BACKGROUND: Wnt/β-catenin signaling pathway has been shown to play an important role in the occurrence and development of systemic sclerosis, but the whether inhibiting Wnt/β-catenin can improve sclerosis is little reported.
OBJECTIVE: To explore the effect of inhibition of Wnt/β-catenin signaling pathway on skin tissue fibrosis and epithelial-mesenchymal transition in mice with scleroderma.
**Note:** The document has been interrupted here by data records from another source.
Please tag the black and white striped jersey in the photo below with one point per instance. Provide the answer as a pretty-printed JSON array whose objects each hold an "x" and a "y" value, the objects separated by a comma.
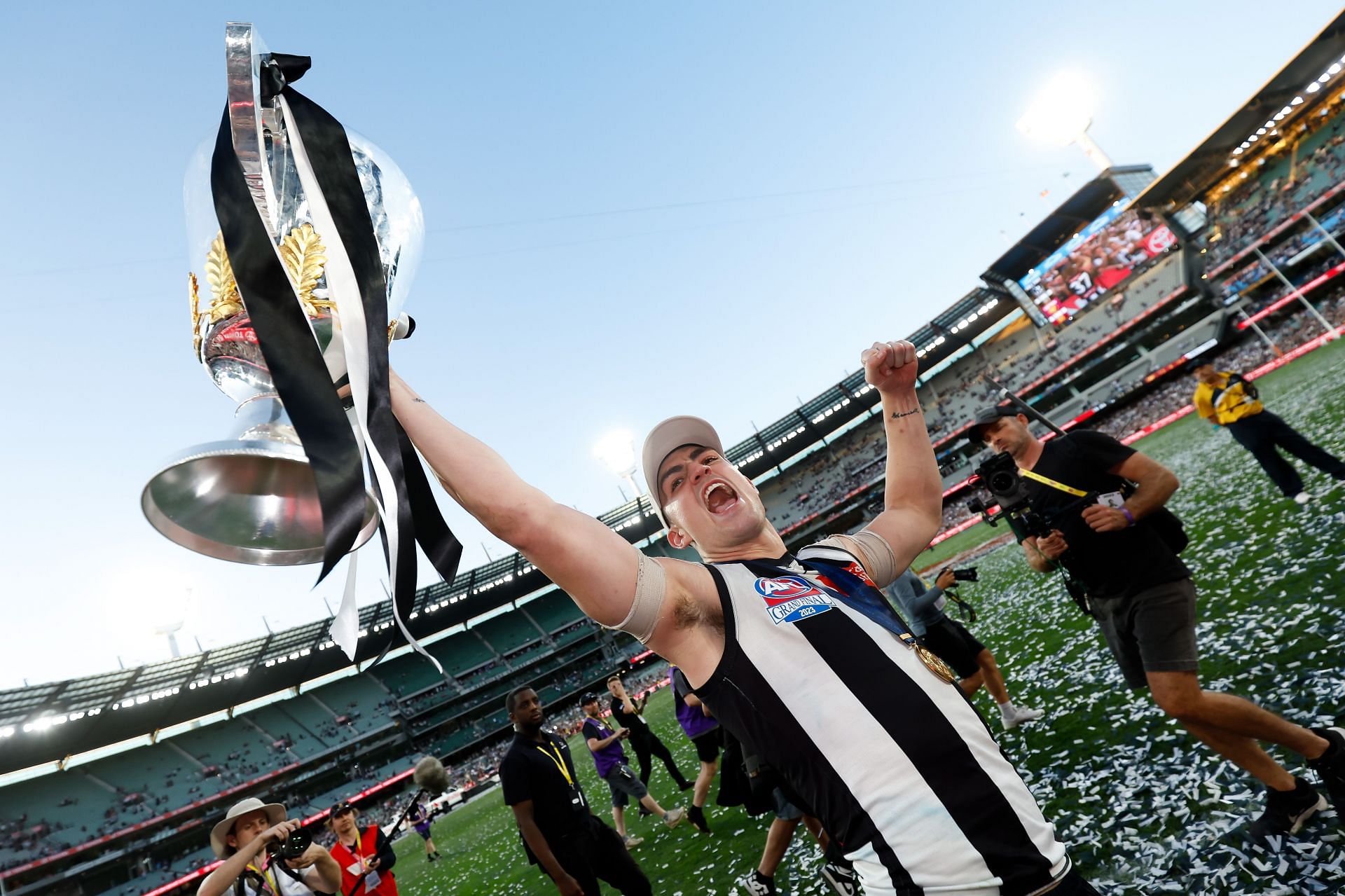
[{"x": 892, "y": 759}]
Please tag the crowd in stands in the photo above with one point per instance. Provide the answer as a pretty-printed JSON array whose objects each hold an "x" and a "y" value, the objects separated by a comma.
[
  {"x": 1243, "y": 357},
  {"x": 1263, "y": 200}
]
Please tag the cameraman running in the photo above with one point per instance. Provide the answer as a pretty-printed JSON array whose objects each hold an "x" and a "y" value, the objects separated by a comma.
[
  {"x": 1145, "y": 602},
  {"x": 953, "y": 643}
]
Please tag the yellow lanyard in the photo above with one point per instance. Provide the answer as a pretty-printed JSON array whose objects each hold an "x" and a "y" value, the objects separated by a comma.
[
  {"x": 268, "y": 878},
  {"x": 1028, "y": 474},
  {"x": 560, "y": 763}
]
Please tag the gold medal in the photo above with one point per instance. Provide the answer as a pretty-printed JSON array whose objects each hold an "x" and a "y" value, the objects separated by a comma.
[
  {"x": 931, "y": 661},
  {"x": 937, "y": 665}
]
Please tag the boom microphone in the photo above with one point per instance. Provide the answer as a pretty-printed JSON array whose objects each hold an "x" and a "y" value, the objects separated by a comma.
[{"x": 429, "y": 777}]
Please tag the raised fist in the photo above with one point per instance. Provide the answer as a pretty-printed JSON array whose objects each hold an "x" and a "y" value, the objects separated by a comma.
[{"x": 891, "y": 366}]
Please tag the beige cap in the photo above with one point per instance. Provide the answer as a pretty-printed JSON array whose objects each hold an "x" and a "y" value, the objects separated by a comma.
[
  {"x": 275, "y": 814},
  {"x": 668, "y": 438}
]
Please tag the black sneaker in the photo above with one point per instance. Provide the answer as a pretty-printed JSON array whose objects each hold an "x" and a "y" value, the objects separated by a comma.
[
  {"x": 841, "y": 878},
  {"x": 1330, "y": 766},
  {"x": 1286, "y": 811},
  {"x": 757, "y": 884}
]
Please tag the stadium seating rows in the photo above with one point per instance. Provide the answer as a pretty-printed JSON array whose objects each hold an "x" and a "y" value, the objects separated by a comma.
[{"x": 1278, "y": 187}]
METHODS: Twenty-four BALB/c female mice were provided by Changsha Tianqin Biotechnology Co., Ltd., and the study was approved by the Experimental Animal Ethics Committee of University of South China. The mice were randomly divided into three groups: control group, model group and intervention group. Bleomycin was injected into the dorsal area of mice to establish the model of scleroderma. The control mice were subcutaneously injected with normal saline; the model mice were subcutaneously injected with 500 mg/L bleomycin, Mice of the intervention group were subcutaneously injected with 500 mg/L bleomycin and intraperitoneally injected with 5 mg/kg IGC-001 (Wnt/β-catenin signaling pathway inhibitor) at the same time, once daily, for 4 consecutive weeks. All mice were decapitated and the dorsal area skin of injection region was collected. Hematoxylin-eosin staining and Masson staining were used to observe the pathological changes of skin lesions, collagen fiber distribution and dermal thickness. The content of hydroxyproline in skin tissues was detected by hydrolysis method. The protein expression levels of β-catenin, type I collagen, fibronectin, α- smooth muscle actin, E-cadherin, vimentin and N-cadherin in skin tissues were detected by western blot assay.
RESULTS AND CONCLUSION: (1) After 4 weeks of continuous subcutaneous injection of bleomycin, the dermal thickness and collagen fibers in the skin tissues of model mice were significantly increased, while that in the intervention group were significantly decreased. (2) Compared with the control group, the hydroxyproline content and the protein expression levels of type I collagen, fibronectin, α-smooth muscle actin, vimentin, N-cadherin and β-catenin were significantly increased in the skin tissues of model group (all P < 0.05), and the protein expression of E-cadherin protein was significantly decreased (P < 0.05). Compared with the model group, the hydroxyproline content and the protein expression levels of type I collagen, fibronectin, α-smooth muscle actin, vimentin, N-cadherin were significantly decreased (P < 0.05), the protein expression level of E-cadherin protein was significantly increased (P < 0.05), while there was no significant change in the expression of β-catenin (P > 0.05). (3) To conclude, inhibition of Wnt/β-catenin signaling pathway may improve skin fibrosis in mice with scleroderma, and its mechanism may be related to inhibition of epithelial-mesenchymal transition in skin tissue.